Thursday , 9 May 2024

Nasrin Sotoudeh’s Lawyers Sue Judge Moghiseh For Unlawful Sentencing

CHRI – Judge Moghiseh Notorious in Iran for Issuing Politically Motivated Sentences

Payam Derafshan and Mohammad Moghimi, the lawyers representing detained human rights lawyer Nasrin Sotoudeh, have sued Judge Mohammad Moghiseh, the head of Branch 28 of the Revolutionary Court in Tehran, accusing him of unlawful sentencing and displaying a lack of impartiality in their client’s case.

Derafshan published details about the lawsuit on Instagram on September 29, 2018.

His post states that in 2015, Judge Moghiseh sentenced Sotoudeh to five years in prison for “espionage” even though she was on trial for “propaganda against the state,” which carries a maximum one-year prison sentence.
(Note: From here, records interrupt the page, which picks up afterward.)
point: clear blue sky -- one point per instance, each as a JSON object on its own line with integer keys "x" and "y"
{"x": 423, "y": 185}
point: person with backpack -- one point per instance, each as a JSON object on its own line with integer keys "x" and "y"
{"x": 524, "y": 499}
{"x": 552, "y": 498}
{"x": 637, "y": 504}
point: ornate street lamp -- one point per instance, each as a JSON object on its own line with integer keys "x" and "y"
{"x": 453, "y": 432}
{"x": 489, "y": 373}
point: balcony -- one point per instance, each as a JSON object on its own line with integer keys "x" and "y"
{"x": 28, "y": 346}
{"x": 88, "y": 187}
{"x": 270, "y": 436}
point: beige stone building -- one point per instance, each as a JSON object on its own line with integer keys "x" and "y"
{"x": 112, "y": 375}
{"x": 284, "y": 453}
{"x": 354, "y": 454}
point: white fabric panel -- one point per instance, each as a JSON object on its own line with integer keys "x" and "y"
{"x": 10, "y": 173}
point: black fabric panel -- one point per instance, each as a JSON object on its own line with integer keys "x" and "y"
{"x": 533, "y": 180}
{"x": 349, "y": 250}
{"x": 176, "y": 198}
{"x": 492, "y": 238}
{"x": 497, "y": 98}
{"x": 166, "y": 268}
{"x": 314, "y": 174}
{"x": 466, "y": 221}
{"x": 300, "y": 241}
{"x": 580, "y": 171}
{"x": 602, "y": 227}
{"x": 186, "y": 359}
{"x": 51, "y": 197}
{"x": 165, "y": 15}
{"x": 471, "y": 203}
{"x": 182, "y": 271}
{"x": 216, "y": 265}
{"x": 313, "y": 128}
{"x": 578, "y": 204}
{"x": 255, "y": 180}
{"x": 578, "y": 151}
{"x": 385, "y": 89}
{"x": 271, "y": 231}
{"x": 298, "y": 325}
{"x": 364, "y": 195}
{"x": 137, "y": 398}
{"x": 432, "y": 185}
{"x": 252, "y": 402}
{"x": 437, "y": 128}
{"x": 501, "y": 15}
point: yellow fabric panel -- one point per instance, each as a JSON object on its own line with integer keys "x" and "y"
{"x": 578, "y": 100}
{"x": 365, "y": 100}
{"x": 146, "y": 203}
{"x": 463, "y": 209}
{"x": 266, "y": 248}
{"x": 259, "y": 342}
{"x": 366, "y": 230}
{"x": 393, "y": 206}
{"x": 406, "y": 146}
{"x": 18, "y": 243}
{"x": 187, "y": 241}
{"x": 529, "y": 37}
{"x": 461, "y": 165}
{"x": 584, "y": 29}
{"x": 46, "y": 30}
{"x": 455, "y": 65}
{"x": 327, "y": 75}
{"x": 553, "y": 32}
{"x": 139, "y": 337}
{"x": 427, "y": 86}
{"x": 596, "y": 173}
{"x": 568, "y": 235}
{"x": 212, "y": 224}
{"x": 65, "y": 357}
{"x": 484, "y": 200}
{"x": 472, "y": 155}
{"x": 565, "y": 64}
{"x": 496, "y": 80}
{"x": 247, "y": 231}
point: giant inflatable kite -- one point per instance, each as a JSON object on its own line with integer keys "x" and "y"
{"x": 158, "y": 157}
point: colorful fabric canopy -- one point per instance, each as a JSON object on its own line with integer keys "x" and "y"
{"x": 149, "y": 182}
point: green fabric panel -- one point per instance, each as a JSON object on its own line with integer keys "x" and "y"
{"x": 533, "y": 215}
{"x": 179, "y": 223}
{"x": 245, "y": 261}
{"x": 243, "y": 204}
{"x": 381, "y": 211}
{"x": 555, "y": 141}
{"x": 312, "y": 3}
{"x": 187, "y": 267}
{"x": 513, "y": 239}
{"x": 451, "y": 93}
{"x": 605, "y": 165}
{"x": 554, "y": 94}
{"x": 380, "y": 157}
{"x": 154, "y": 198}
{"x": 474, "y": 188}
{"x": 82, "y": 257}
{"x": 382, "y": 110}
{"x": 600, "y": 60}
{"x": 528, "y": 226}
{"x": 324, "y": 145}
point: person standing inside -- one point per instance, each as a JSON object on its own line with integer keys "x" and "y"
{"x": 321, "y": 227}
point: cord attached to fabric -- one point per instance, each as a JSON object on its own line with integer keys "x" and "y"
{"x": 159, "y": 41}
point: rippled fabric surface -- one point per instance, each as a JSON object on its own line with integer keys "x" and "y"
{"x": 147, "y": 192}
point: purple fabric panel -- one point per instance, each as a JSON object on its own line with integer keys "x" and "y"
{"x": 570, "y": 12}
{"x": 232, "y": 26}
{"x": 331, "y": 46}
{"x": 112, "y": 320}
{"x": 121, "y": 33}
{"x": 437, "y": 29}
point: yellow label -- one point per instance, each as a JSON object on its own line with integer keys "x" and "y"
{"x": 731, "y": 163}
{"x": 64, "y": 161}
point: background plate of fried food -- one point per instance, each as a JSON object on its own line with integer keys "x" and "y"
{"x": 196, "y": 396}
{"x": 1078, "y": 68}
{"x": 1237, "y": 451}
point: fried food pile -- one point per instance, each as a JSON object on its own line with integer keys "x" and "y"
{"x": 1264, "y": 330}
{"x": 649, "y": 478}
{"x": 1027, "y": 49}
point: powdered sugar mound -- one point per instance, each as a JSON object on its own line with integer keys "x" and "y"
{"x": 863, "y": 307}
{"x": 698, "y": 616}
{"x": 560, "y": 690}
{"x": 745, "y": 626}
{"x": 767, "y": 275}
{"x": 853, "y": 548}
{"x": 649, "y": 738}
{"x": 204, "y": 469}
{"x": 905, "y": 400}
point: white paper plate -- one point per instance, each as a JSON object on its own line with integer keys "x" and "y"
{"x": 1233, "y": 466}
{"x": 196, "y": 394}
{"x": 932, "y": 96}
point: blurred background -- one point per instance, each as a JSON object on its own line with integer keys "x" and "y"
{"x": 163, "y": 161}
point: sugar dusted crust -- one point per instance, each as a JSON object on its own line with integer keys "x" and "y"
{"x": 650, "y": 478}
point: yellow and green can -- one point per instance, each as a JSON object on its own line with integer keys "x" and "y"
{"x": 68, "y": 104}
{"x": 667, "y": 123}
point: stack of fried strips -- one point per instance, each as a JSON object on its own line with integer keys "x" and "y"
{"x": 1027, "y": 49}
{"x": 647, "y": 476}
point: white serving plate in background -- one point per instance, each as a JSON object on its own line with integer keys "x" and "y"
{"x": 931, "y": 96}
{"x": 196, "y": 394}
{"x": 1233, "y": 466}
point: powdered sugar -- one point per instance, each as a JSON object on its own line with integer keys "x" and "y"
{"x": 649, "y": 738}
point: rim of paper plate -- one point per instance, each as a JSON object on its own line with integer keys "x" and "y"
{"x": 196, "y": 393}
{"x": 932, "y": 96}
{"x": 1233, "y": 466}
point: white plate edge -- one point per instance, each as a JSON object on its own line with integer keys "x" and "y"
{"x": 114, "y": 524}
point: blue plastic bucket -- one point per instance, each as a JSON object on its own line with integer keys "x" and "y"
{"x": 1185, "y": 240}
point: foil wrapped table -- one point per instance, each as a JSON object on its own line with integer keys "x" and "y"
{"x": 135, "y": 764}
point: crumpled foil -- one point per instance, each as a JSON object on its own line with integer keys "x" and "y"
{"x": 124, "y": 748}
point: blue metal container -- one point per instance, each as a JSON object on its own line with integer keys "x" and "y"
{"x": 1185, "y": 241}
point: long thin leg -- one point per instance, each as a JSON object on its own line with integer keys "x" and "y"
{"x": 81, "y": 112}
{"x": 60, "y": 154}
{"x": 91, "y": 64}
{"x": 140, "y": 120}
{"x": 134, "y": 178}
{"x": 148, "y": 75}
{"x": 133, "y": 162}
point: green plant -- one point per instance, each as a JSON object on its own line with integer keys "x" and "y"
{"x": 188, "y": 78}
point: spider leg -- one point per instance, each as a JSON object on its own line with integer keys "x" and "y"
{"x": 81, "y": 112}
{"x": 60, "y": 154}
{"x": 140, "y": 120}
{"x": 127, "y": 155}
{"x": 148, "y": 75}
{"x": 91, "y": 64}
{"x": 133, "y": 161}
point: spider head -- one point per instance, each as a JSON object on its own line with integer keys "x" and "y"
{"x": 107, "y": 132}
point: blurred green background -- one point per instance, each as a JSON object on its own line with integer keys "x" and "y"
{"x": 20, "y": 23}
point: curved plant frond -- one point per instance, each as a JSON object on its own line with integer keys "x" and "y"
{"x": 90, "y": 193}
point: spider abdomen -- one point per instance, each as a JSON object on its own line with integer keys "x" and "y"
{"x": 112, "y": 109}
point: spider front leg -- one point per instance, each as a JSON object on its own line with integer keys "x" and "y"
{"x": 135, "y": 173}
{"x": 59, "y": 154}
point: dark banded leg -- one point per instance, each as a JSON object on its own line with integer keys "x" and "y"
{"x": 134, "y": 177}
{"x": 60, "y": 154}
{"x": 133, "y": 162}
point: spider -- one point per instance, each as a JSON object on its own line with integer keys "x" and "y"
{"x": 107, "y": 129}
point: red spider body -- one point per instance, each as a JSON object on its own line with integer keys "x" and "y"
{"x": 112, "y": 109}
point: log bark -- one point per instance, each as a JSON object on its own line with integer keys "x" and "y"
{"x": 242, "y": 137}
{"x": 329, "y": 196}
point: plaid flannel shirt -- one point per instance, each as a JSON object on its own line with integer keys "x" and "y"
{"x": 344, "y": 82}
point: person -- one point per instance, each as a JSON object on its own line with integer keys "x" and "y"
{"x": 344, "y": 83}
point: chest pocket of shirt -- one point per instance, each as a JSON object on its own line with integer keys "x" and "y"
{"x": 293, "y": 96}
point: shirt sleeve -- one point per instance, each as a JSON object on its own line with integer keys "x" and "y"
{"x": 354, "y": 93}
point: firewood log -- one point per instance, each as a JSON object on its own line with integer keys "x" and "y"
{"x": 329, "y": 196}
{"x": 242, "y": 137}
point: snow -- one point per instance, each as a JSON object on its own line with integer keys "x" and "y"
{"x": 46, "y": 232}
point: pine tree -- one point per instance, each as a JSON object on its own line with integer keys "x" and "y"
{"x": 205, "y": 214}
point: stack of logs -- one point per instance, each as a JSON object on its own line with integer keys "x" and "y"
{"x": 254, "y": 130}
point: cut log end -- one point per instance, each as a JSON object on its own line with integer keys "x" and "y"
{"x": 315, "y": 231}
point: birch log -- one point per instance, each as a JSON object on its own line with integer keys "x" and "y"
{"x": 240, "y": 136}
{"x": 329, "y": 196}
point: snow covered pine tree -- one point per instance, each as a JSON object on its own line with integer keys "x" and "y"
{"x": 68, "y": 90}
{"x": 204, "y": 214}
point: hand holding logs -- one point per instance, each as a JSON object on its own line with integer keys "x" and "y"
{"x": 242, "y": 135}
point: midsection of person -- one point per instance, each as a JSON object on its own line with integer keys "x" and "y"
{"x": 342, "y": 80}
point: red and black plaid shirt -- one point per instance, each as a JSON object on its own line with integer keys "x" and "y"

Even if she had committed espionage, the maximum penalty for that charge is three years in prison, noted the lawyers.

The suit argues that the judge’s verdict was a violation of sentencing guidelines stipulated in articles 282, 335 and 341 of the Criminal Procedures Regulations.

“The indictment asked the court to investigate a number of charges based on the submitted evidence, but instead the judge issued a verdict on a different charge without providing evidence,” the suit states.

Sotoudeh’s lawyers also accused Judge Moghiseh of lacking impartiality, as evidenced in his unsubstantiated claims about their client, such as when he accused her of defending the terrorist organization Al Qaeda without providing evidence.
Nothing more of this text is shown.